I’m probably not supposed to do this, as I took the security marketer’s oath to get my first VP Marketing gig. But I’m going to pull the curtain back on some of the wacky stuff vendors do to sell their product/services. Today’s specific tactic is what I’ll dub retro buffoonery, which is when a vendor looks back in time, and states that they could have stopped attack X, Y and Z – if only their products were deployed before the attack.

Time machine + t-shirt = retro buffoon

You see this stuff all the time. Whether it was TJX, Heartland, ZeuS, or now the APT, vendor after vendor builds a marketing program saying they could have stopped or detected the attack. They build very specific timelines and show how their product theoretically defended customers. Note I said ‘theoretically’, because I’ve yet to see a case where a vendor had an actual customer to say “I didn’t get hosed by [Attack X] because I was using [Product Y].”

To illustrate my point, let’s take a look at McAfee’s recent post-mortem on Operation Aurora. Now I’m singling out McAfee here, but there is nothing personal. Every vendor does it. I’ve done it probably a hundred times. If you work for a vendor, you’ve done it too. Rees Johnson, the blogger, did his job and pieced together a somewhat plausible story about how a combination of McAfee products could have been assembled to defend against the Aurora attack.

Basically, if you had all your traffic going through a SSL proxy, had reputation working on every single gateway seeing network traffic, had whitelisting on every single device running code, and a huge research arm that could tell you there was something going on – then you could have detected the attack. Yeah, that doesn’t sound like either an economically feasible or realistic user experience situation – but let’s not split hairs here. And we know plenty of folks were running McAfee, but they don’t seem to have any success stories of actual Aurora detection ahead of the fact to share.

Now to be clear, retro buffoonery tells a good marketing story and allows sales people to make a compelling case to customers for a company’s technology. Even better, by referencing a real attack, it can create enough customer urgency to get a check written. Which is good because security sales reps have those monthly BMW payments to make.

But please understand, this Tuesday Morning Quarterback exercise will not help you protect your environment any better for the next attack.

In the 20 years I’ve been in this business, we have proven to be lousy at predicting the future. How many of you predicted that a 0-day attack against IE6 on XP would constitute 30+ huge and successful attacks over the past 3 months? Probably the same folks who predicted SQL Slammer, TJX-style wireless POS attacks, and Heartland-style network sniffers.
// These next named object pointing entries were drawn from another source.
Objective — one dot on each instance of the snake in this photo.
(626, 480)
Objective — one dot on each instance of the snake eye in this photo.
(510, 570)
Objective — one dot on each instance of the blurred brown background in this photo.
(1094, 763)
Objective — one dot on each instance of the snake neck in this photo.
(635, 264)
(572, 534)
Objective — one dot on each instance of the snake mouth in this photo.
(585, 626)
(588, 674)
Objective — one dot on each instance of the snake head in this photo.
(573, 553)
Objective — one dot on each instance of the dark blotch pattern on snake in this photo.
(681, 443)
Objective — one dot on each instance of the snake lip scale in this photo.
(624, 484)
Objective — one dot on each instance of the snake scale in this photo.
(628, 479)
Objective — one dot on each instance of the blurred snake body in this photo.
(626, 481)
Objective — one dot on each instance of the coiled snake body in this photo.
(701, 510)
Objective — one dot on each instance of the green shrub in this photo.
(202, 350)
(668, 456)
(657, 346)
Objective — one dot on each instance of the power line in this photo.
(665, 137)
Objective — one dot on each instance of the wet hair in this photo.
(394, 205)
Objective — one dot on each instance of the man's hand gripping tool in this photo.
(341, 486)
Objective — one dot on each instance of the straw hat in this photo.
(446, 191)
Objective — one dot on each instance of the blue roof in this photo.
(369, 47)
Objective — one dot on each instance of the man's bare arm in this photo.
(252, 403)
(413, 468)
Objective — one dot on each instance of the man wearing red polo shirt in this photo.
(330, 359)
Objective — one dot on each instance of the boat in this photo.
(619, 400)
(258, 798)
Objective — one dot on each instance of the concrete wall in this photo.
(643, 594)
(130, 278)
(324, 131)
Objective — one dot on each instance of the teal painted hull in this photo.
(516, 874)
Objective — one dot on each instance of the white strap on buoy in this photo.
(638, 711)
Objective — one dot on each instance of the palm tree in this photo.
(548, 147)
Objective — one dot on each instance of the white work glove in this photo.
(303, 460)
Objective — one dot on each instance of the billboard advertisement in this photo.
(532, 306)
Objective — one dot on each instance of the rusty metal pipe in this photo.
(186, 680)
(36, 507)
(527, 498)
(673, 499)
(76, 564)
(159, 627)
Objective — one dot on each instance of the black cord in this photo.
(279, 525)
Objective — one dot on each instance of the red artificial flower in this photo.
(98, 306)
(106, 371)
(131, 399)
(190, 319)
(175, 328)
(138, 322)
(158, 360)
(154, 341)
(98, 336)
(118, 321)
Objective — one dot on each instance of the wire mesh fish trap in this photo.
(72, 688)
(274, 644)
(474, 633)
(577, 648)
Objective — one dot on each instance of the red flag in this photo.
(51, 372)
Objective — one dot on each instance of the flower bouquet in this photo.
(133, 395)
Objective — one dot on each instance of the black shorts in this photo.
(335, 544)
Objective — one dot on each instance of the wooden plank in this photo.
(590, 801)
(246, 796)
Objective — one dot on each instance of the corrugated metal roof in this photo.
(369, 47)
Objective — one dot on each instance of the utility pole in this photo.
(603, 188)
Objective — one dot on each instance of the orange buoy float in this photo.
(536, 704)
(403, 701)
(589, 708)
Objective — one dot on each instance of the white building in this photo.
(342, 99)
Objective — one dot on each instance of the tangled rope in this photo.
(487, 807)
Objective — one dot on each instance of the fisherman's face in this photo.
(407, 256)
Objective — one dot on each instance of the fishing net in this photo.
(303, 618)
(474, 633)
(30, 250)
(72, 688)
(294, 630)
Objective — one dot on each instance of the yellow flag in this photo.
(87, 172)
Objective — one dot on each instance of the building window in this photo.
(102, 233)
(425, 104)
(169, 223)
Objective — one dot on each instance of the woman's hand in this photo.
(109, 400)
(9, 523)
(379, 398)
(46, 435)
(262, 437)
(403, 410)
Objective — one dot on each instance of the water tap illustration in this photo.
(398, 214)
Even better, there are always multiple vendors telling stories about how different classes of products stop these attacks. Yet the attacks still happen, so it always gets back to the same thing – in hindsight, you’re sure you could’ve caught the attack. In reality, not so much.
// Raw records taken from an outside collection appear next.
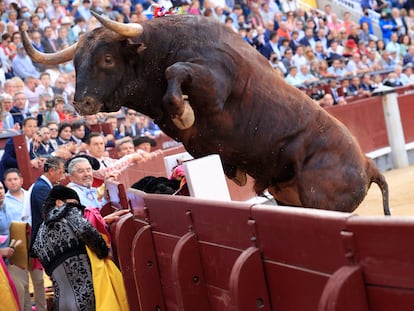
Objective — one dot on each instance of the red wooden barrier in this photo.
(190, 254)
(405, 103)
(29, 173)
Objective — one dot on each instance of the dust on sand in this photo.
(401, 191)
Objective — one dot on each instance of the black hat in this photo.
(62, 193)
(161, 185)
(93, 161)
(144, 139)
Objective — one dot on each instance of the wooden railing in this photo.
(180, 253)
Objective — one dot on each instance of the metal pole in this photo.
(394, 130)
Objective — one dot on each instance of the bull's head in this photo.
(85, 102)
(101, 85)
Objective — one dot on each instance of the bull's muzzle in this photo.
(87, 106)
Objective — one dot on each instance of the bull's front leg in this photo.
(198, 81)
(175, 101)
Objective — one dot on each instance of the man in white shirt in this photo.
(15, 199)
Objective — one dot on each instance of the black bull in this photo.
(204, 86)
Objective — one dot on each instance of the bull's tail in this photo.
(379, 179)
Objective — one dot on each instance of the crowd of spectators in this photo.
(329, 57)
(304, 46)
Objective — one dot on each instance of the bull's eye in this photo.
(108, 60)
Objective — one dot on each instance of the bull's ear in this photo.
(138, 47)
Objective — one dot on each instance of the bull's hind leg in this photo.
(332, 190)
(187, 84)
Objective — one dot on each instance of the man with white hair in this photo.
(81, 178)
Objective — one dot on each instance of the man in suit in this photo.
(9, 158)
(54, 172)
(18, 110)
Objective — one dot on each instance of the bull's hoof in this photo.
(187, 118)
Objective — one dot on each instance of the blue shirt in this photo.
(5, 221)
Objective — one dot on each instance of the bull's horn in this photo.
(126, 30)
(59, 57)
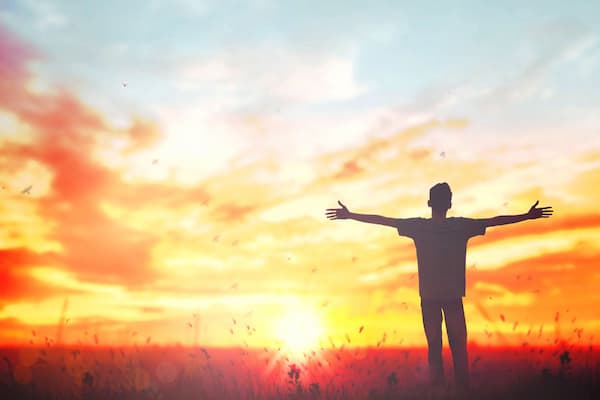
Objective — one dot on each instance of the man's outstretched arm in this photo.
(533, 213)
(344, 213)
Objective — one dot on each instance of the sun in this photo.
(299, 331)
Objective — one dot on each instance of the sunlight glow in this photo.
(299, 331)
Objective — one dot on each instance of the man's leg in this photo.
(432, 322)
(456, 327)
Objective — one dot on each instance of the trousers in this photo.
(456, 328)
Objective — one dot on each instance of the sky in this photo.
(166, 166)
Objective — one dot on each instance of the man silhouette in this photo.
(441, 245)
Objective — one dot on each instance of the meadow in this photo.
(178, 372)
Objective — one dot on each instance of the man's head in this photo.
(440, 197)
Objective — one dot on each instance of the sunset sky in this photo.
(181, 154)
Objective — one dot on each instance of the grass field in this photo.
(154, 372)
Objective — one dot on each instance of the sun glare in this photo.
(299, 331)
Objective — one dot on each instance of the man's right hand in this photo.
(338, 213)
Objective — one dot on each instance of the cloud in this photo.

Vendors hope we’ll forget that it’s more than just a signature or a product that actually protects us against these attacks. We also must remember process and people complete the picture. Maybe if you backed up the truck and implemented everything McAfee has to sell you, you could have stopped Aurora. But probably not, because most companies have at least one unsuspecting employee who would have clicked on the wrong thing from the wrong place, and given the attacker a foothold on your network. And remember what persistent means. These folks are targeting you, so they’ll find a way in, regardless of how many cents per share you contribute to the bottom line of your favorite security vendor.

So sorry, Mr. Retro Buffoonery Tuesday Morning Quarterback Always Completing the Pass Because It’s Easy to See in the Rear View Mirror, I don’t buy it. There are too many other things that go wrong to believe a wacky marketing claim that any set of products would stop a determined, well-funded attacker specifically targeting your organization.